It occurred to me that, while places like Puerto Rico and the Philippines may get grouped in with territorials, they are technically possessions. So it seems like they deserve their own topic. Here are a few from my collection.
The 1914 Philippines cover has a nice letter with some interesting content. It's from Eugene H. Kolb, a U.S. officer stationed in the hinterlands north of Manila on the cusp of WWI. "...Well, there certainly are big doings in Europe now. I get war telegraphs here from the Gov. Gen. as soon as they arrive in Manila. Received 2 long telegrams yesterday. I don't think the war will last very long; I don't believe it can in modern warfare; it's done too quickly when the show begins. It's a good thing for us that the U.S. has kept out of the mix-up. If the U.S. should get mixed up in a war these ungrateful people of the lowlands would, no doubt, start something right away."

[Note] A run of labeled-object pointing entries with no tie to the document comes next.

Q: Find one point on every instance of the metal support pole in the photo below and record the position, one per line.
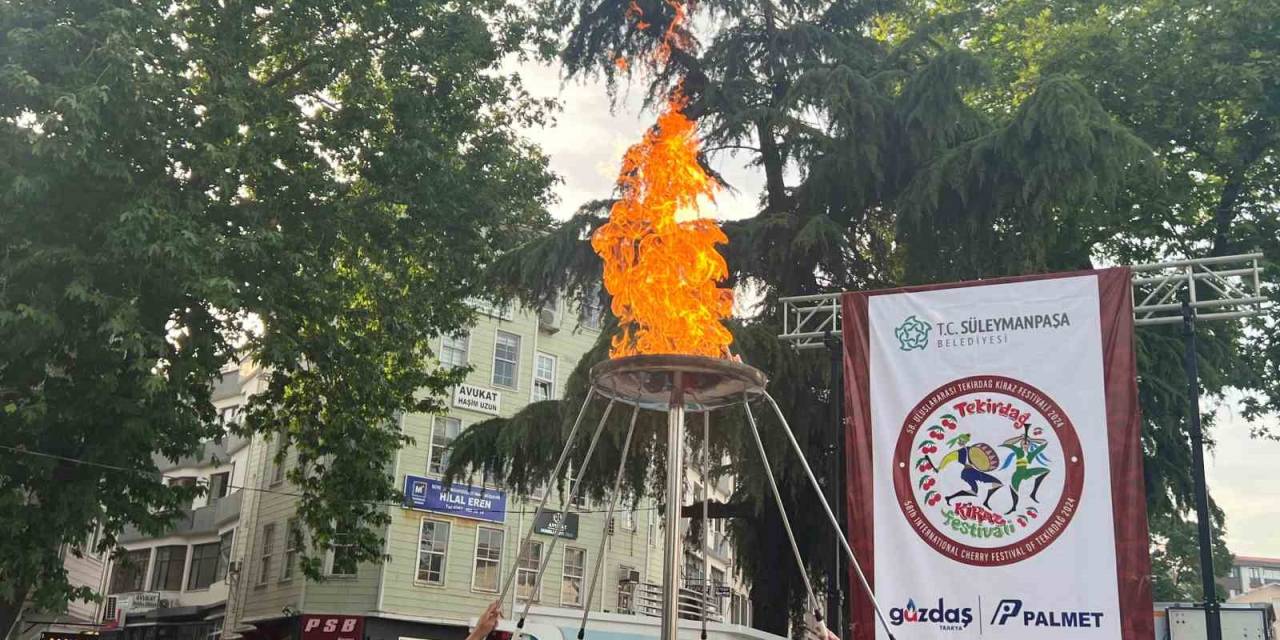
(1212, 620)
(542, 503)
(671, 520)
(836, 487)
(831, 517)
(608, 517)
(782, 512)
(572, 494)
(707, 533)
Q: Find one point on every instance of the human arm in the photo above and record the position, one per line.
(487, 622)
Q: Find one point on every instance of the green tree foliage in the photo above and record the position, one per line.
(909, 142)
(1197, 82)
(315, 186)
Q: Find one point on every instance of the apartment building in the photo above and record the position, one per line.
(176, 586)
(229, 570)
(1249, 572)
(81, 620)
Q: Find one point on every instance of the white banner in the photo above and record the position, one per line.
(992, 479)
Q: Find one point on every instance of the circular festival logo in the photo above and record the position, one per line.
(988, 470)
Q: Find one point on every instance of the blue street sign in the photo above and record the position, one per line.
(460, 499)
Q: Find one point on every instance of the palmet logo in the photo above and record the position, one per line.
(955, 618)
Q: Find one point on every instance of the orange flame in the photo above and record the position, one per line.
(661, 263)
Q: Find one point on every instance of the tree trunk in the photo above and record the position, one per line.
(1224, 214)
(771, 590)
(771, 156)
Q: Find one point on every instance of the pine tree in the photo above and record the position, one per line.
(888, 159)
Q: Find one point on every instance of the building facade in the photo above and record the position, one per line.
(1249, 572)
(228, 570)
(177, 586)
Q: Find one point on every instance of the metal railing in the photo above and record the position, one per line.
(645, 599)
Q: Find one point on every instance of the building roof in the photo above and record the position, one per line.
(1248, 561)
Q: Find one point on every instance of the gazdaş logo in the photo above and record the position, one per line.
(988, 470)
(1010, 612)
(945, 618)
(913, 334)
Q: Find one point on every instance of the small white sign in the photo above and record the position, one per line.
(478, 398)
(138, 602)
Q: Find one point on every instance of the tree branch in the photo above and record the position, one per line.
(718, 510)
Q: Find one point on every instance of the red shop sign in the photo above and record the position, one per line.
(333, 627)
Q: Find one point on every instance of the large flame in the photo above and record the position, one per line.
(661, 263)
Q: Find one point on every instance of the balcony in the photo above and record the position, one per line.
(645, 599)
(205, 520)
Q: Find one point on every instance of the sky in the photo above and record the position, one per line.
(585, 146)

Here's a very obscure U.S. "possession" -- Canton Island, about 700 miles north of Samoa (now Kanton Island in the South Pacific nation of Kiribati). It was an island stop for the Pan Am clipper. In 1938 FDR declared Canton to be under the jurisdiction of the U.S. Dept. of the Interior. That displeased the British, who considered Canton part of their Gilbert and Ellice Islands colony. In 1939, Britain and the U.S. agreed to joint control for the next 40 years. A U.S. post office operated on the island from 1940 to 1965.